Plusieurs catégories de consommation ne sont pas à prendre en compte dans le calcul. On y retrouve, entre autres, l’eau nécessaire à :
- la sécurité et l’intégrité des installations ;
- la salubrité publique ;
- la lutte contre les incendies ;
- l’alimentation en eau potable de la population.
En cas de sécheresse, selon le niveau de gravité de la situation, les professionnels concernés devront adapter leur consommation comme suit :
- niveau vigilance : sensibilisation accrue du personnel aux règles de bon usage et d’économie d’eau selon une procédure écrite affichée sur site ;
- niveau alerte : réduction des prélèvements d’eau de 5 % ;
- niveau alerte renforcée : réduction des prélèvements d’eau de 10 % ;
- niveau crise : réduction des prélèvements d’eau de 25 %.
Lorsque le niveau de gravité évolue, les professionnels disposent de 3 jours pour adapter leur consommation.
Il faut noter que ces dispositions pourront être durcies par des décisions locales lorsque les circonstances le justifient.
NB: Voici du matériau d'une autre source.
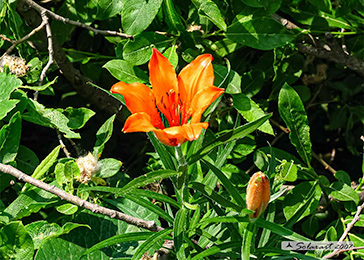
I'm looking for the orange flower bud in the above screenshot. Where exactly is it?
[246,172,270,218]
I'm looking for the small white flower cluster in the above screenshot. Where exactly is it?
[76,152,99,183]
[0,54,29,77]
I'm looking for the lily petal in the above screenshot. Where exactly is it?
[123,112,157,133]
[191,86,225,124]
[178,54,215,111]
[111,81,164,129]
[149,48,180,126]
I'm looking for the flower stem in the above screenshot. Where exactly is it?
[175,146,188,204]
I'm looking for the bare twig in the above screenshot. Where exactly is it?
[24,0,133,38]
[312,151,336,175]
[323,203,364,259]
[0,163,164,232]
[3,18,46,55]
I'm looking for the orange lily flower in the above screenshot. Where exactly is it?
[111,49,224,146]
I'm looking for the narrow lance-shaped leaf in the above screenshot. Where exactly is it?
[278,83,311,167]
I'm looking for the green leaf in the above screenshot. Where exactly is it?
[202,160,245,205]
[0,112,21,164]
[83,232,154,255]
[132,228,171,260]
[63,107,95,130]
[187,115,271,164]
[213,65,241,94]
[123,32,173,66]
[0,72,22,103]
[226,14,295,50]
[32,145,61,180]
[192,0,227,31]
[56,203,78,215]
[0,183,59,222]
[15,145,39,174]
[23,99,81,139]
[0,221,34,260]
[162,0,184,32]
[95,158,122,178]
[232,93,274,135]
[191,182,243,212]
[25,220,89,249]
[121,0,163,35]
[102,60,149,83]
[278,83,311,167]
[277,161,297,182]
[330,181,360,205]
[0,99,20,120]
[283,182,321,223]
[125,193,173,223]
[173,208,188,259]
[147,132,176,170]
[93,115,115,158]
[163,45,178,68]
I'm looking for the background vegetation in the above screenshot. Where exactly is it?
[0,0,364,260]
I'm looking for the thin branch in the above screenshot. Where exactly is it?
[323,203,364,259]
[3,17,46,55]
[24,0,133,39]
[0,163,163,232]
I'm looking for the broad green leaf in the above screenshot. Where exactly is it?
[132,229,171,260]
[162,0,184,32]
[102,60,149,83]
[123,32,173,65]
[330,181,360,205]
[0,99,20,120]
[0,72,22,103]
[192,0,227,31]
[0,183,59,222]
[121,0,163,35]
[22,99,81,139]
[232,93,274,135]
[278,83,311,167]
[188,115,271,164]
[0,112,21,164]
[226,14,295,50]
[173,208,189,259]
[147,132,177,170]
[95,158,122,178]
[32,145,61,179]
[25,220,88,249]
[125,193,173,223]
[213,65,241,94]
[83,232,153,255]
[93,115,115,158]
[56,203,78,215]
[0,221,34,260]
[202,160,245,205]
[15,145,39,174]
[63,107,95,130]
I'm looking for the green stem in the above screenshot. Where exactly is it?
[241,222,257,260]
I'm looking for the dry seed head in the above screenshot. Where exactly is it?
[76,152,99,183]
[246,172,270,218]
[0,54,29,77]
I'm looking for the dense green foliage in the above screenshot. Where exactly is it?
[0,0,364,260]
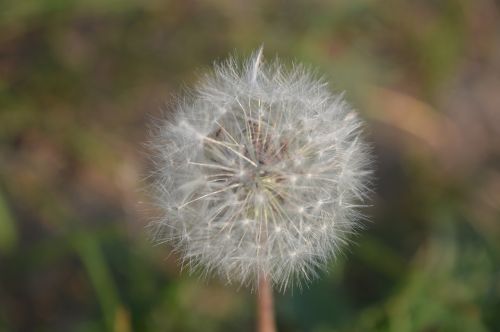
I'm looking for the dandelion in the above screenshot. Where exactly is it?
[148,49,370,330]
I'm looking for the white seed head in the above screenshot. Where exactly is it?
[148,49,370,289]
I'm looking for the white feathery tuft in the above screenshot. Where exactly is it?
[147,48,371,290]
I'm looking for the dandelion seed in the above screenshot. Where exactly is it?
[148,46,370,289]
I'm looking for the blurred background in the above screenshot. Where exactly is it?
[0,0,500,332]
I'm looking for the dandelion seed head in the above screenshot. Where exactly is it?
[148,50,371,289]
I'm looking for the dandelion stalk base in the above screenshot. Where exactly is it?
[257,277,276,332]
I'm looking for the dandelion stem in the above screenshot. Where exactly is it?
[257,276,276,332]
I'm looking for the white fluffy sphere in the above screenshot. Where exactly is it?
[152,50,371,289]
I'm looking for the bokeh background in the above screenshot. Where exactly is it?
[0,0,500,332]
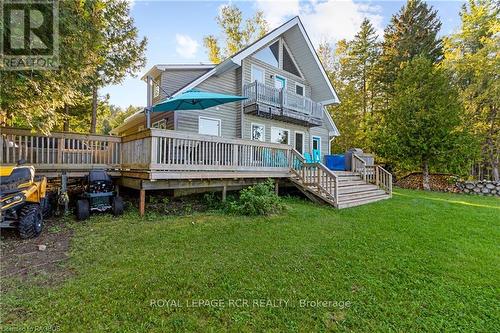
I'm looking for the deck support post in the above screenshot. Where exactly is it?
[139,189,146,217]
[222,185,227,202]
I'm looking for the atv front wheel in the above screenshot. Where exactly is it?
[17,204,43,239]
[111,197,123,216]
[76,199,90,221]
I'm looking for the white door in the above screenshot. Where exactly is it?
[198,117,221,136]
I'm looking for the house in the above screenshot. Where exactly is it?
[113,17,340,161]
[0,17,392,214]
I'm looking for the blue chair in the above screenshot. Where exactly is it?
[313,149,321,163]
[304,153,314,163]
[276,151,288,168]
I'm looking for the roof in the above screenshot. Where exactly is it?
[141,63,216,81]
[112,16,340,136]
[174,16,340,105]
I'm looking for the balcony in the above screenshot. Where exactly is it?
[243,81,323,127]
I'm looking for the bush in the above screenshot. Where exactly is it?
[227,179,285,215]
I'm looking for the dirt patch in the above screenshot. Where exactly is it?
[0,215,73,292]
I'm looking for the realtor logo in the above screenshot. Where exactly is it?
[0,0,59,70]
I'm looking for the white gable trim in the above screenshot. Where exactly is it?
[281,38,305,79]
[174,16,340,105]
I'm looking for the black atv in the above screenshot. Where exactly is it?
[76,170,123,221]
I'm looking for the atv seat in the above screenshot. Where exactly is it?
[88,170,114,193]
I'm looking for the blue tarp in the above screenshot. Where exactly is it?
[325,154,345,171]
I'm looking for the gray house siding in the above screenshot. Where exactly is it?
[153,69,208,103]
[175,70,241,138]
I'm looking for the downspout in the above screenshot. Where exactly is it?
[144,75,153,128]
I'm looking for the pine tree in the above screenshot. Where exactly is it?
[203,4,269,64]
[378,57,468,190]
[444,0,500,181]
[348,19,380,139]
[318,20,380,150]
[90,0,147,133]
[378,0,442,96]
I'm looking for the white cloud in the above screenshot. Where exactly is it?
[175,34,200,59]
[257,0,383,45]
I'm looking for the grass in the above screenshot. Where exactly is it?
[2,189,500,332]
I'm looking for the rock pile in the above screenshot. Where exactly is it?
[456,180,500,197]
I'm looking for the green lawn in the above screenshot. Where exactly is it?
[2,189,500,332]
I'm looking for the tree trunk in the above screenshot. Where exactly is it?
[63,105,69,132]
[422,159,431,191]
[90,86,97,133]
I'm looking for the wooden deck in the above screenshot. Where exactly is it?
[0,127,392,213]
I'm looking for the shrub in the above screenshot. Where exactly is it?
[227,179,285,215]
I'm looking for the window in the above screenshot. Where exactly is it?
[274,75,286,89]
[252,123,266,141]
[295,131,304,154]
[283,46,300,77]
[295,83,304,96]
[271,127,290,145]
[250,65,265,83]
[254,41,280,67]
[313,136,321,151]
[152,119,167,129]
[153,83,160,97]
[198,116,221,136]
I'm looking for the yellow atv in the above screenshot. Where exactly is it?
[0,165,49,238]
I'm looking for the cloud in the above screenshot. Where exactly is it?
[257,0,383,45]
[175,34,200,59]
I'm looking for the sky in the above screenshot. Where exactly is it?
[100,0,463,108]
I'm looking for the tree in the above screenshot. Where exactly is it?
[444,0,500,181]
[318,20,380,151]
[203,4,268,64]
[0,1,100,133]
[90,0,147,133]
[378,0,442,98]
[379,57,468,190]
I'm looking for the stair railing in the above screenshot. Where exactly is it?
[351,154,392,196]
[373,165,392,197]
[290,149,339,205]
[351,153,366,181]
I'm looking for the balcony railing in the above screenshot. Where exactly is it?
[243,81,323,125]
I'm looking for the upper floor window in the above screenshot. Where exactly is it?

Il existe néanmoins de nombreuses exceptions excluant du dispositif les exploitations relevant de certaines activités, de même que les professionnels justifiant déjà d’efforts notables au regard de leur consommation d’eau.
Les professionnels concernés devront tenir à disposition de l’administration un certain nombre d’informations relatives à leur consommation.